[A slightly different version of this story appeared in the New York Law Journal]

NEW YORK CITY-The owner of a Chelsea apartment complex cannot retroactively leave the J-51 tax abatement program and deregulate its apartments by repaying all the tax credits it received, a unanimous state appellate panel ruled yesterday, the latest in a line of decisions clarifying the implications of the Court of Appeals' ruling in Roberts v. Tishman Speyer.

The Appellate Division, First Department, held yesterday in London Terrace Gardens v. City of New York, that the owner of the London Terrace Gardens complex cannot rescind its participation in J-51 because there is no contract to rescind, affirming a May 2011 opinion by Manhattan Supreme Court Justice Judith Gische.

Justice Sheila Abdus-Salaam wrote the decision for the panel, which included Justices Peter Tom, Angela Mazzarelli, Karla Moskowitz and Dianne Renwick.

Under the J-51 program, landlords get tax breaks if they make certain improvements to their buildings and keep the units rent-stabilized. 

Before the Court of Appeals' Roberts decision, landlords of J-51 buildings would begin charging market rents for individual apartments that became subject to deregulation under the rent-stabilization law. The landlords would claim proportionately lesser J-51 tax benefits when they deregulated apartments.

In Roberts, the Court of Appeals ruled that no apartments in a J-51 building could be deregulated as long as the building was receiving J-51 tax benefits. The ruling led to a slew of lawsuits by tenants of deregulated apartments in J-51 buildings seeking back rent.

The landlord in the Roberts case, Tishman Speyer Properties, argued that the decision should not apply retroactively, an issue left open by the Court of Appeals. The First Department ruled in November 2011 that Roberts could be applied retroactively.

London Terrace took a different tack. The landlord argued that it should be able to retroactively unwind its participation in J-51 by paying back all the tax benefits it received through the program.

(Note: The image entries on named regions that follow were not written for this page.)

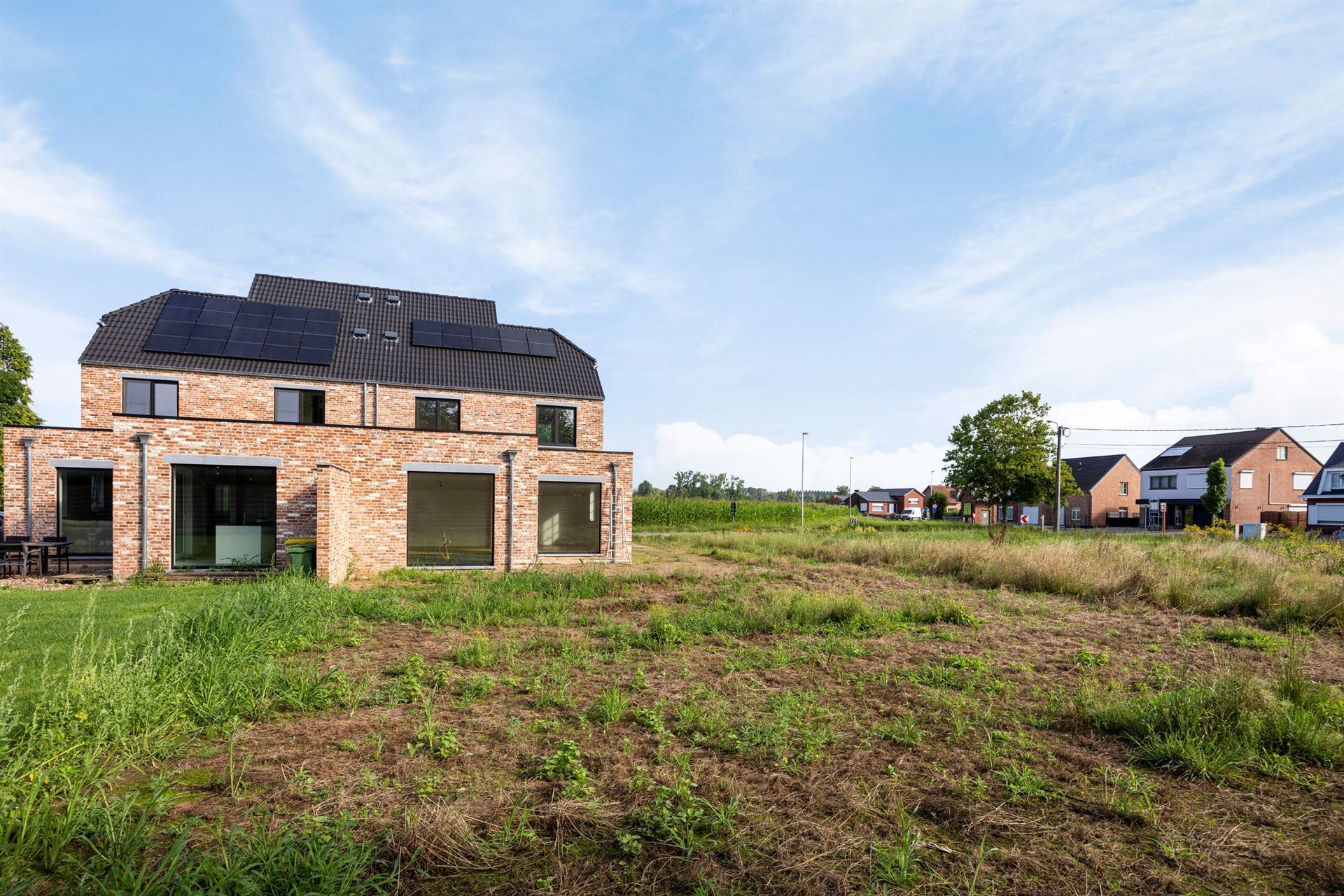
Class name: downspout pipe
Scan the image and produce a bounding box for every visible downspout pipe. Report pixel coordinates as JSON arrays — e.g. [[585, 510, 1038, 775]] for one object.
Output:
[[19, 435, 32, 540], [504, 449, 517, 573], [136, 433, 149, 573], [606, 461, 621, 563]]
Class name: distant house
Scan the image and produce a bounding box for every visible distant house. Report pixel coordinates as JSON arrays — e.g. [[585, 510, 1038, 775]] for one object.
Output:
[[849, 488, 923, 516], [1138, 426, 1321, 529], [920, 485, 961, 516], [1042, 454, 1140, 528], [1301, 442, 1344, 531]]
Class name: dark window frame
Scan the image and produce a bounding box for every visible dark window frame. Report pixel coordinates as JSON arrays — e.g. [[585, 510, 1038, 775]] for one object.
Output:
[[536, 479, 606, 557], [272, 386, 327, 426], [415, 395, 462, 433], [121, 376, 181, 418], [536, 405, 580, 449]]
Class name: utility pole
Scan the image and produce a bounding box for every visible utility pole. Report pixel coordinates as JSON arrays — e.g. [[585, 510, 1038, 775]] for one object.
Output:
[[844, 458, 853, 525], [798, 433, 808, 531], [1049, 421, 1065, 535]]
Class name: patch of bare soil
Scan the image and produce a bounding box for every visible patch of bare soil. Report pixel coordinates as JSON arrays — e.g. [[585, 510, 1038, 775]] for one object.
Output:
[[168, 544, 1344, 895]]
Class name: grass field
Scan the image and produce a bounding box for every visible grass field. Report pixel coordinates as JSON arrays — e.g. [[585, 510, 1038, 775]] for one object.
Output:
[[0, 526, 1344, 895]]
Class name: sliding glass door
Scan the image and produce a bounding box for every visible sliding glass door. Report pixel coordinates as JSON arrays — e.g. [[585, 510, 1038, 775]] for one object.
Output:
[[406, 473, 495, 567], [536, 482, 602, 554], [172, 465, 276, 570], [57, 468, 111, 556]]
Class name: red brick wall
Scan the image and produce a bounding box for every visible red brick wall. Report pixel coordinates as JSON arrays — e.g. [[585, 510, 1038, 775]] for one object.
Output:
[[79, 364, 603, 451], [317, 463, 351, 584], [4, 367, 633, 580], [1231, 430, 1321, 525], [3, 426, 117, 539]]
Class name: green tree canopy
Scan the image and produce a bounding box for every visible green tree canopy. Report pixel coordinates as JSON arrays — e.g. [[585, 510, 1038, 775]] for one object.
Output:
[[944, 391, 1078, 531], [0, 323, 42, 506], [1199, 458, 1227, 520]]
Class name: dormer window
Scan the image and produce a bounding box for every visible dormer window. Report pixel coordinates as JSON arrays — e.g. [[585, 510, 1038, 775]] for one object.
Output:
[[121, 377, 177, 416], [276, 388, 327, 424]]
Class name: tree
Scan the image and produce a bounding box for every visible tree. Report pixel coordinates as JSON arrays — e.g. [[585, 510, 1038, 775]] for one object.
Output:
[[0, 323, 42, 506], [1199, 458, 1227, 520], [944, 391, 1058, 540]]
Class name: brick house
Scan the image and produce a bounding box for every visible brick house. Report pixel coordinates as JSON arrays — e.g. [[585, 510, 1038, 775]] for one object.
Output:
[[1301, 442, 1344, 532], [1042, 454, 1141, 528], [849, 488, 923, 516], [4, 274, 633, 582], [1138, 426, 1321, 529], [919, 485, 961, 516]]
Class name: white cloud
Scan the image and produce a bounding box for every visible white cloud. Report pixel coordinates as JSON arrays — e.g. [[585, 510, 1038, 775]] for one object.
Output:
[[636, 422, 946, 490], [0, 101, 219, 282], [239, 4, 663, 313], [4, 294, 95, 426]]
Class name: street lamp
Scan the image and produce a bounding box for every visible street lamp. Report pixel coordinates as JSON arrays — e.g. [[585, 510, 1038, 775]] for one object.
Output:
[[798, 433, 808, 529], [844, 458, 853, 525]]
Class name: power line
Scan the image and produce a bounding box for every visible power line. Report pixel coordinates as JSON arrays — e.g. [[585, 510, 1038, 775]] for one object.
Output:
[[1066, 437, 1338, 447], [1065, 423, 1344, 433]]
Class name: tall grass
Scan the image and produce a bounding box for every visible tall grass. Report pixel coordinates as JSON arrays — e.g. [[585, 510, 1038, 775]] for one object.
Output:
[[0, 575, 363, 881], [1074, 665, 1344, 779], [631, 496, 849, 531], [678, 524, 1344, 629]]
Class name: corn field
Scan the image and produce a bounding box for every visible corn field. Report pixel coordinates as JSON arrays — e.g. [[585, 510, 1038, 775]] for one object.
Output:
[[634, 496, 848, 529]]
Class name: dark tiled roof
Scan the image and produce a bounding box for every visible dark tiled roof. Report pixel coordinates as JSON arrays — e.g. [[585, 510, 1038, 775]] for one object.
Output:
[[1065, 454, 1125, 491], [79, 274, 602, 398], [1142, 426, 1278, 472], [1302, 442, 1344, 496]]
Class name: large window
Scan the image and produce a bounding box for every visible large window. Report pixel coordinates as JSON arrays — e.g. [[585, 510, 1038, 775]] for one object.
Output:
[[406, 473, 495, 567], [276, 390, 327, 423], [536, 405, 578, 447], [121, 379, 177, 416], [415, 398, 462, 433], [57, 468, 111, 556], [172, 463, 276, 570], [536, 482, 602, 554]]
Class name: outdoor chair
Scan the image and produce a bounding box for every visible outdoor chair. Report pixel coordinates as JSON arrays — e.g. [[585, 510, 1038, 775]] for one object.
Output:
[[42, 535, 70, 573]]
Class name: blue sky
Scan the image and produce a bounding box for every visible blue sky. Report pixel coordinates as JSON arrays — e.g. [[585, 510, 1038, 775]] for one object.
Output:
[[0, 0, 1344, 488]]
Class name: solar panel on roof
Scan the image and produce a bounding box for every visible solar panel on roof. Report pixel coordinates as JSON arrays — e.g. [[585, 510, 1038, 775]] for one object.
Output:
[[144, 293, 340, 364]]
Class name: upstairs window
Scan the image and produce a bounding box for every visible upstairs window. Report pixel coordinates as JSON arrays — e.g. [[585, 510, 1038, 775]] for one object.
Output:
[[415, 398, 462, 433], [276, 390, 327, 424], [536, 405, 578, 447], [121, 379, 177, 416]]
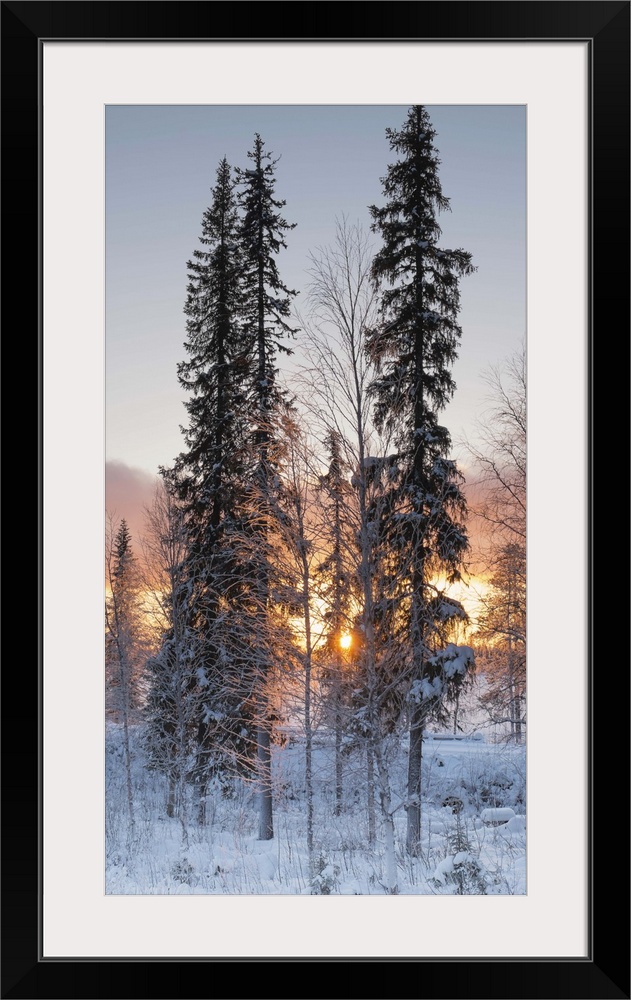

When New York City's Department of Housing Preservation and Development rejected that proposal, London Terrace filed an Article 78 petition against the city in 2010. It argued that its participation in J-51 had effectively been a contract between it and the housing agency, and because both parties had misunderstood the relevant law, the contract should be rescinded. The suit also named as a defendant the state's Department of Housing and Community Renewal, which oversees the rent-stabilization program.

Gische denied London Terrace's petition, holding that the J-51 program was a simple statutory scheme, not a contract, and could therefore not be rescinded.